Бабанова с симпатией относилась к своему партнеру и чувствовала себя по отношению к нему взрослой и опытной — это она-то, двадцатитрехлетняя исполнительница глупенькой Полиньки Кукушкиной! Репетиции монолога Жадова, блестяще мизансценированного Мейерхольдом, на всю жизнь остались для нее едва ли не самыми светлыми часами.

Забыв о себе, она всем своим существом, человеческим и артистическим, впитывала уроки Мастера.

Полиньку, как и Стеллу, Мейерхольд предоставил ее таланту, подбрасывая какой-нибудь милый, дурашливый пустячок: пусть, например, Полина играет с Жадовым в ладушки. Он дал ей в руки зонтик для «игры с предметом» и использовал ее небольшой, но чистый голос для пения «Матушки-голубушки», остальном, как всегда, просто руководил рисунком движений.

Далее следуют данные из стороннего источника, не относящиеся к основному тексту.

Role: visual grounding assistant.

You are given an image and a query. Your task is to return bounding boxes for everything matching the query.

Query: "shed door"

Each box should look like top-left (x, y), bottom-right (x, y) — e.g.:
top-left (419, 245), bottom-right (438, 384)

Впрочем, и на этот раз, памятуя о биомеханических успехах лучшей своей ученицы, он построил для нее удобный «станок»: художник В. Шестаков поместил комнатку Полины наверху, на антресолях, — потом ее назовут «скворечником», — соединив ее с планшетом сцены узенькой деревянной лесенкой. Этого было достаточно для узора прихотливых, изящных мизансцен, а большего умной ученице и не требовалось. Она разыграла Полиньку как по нотам. Нотами для нее был Островский.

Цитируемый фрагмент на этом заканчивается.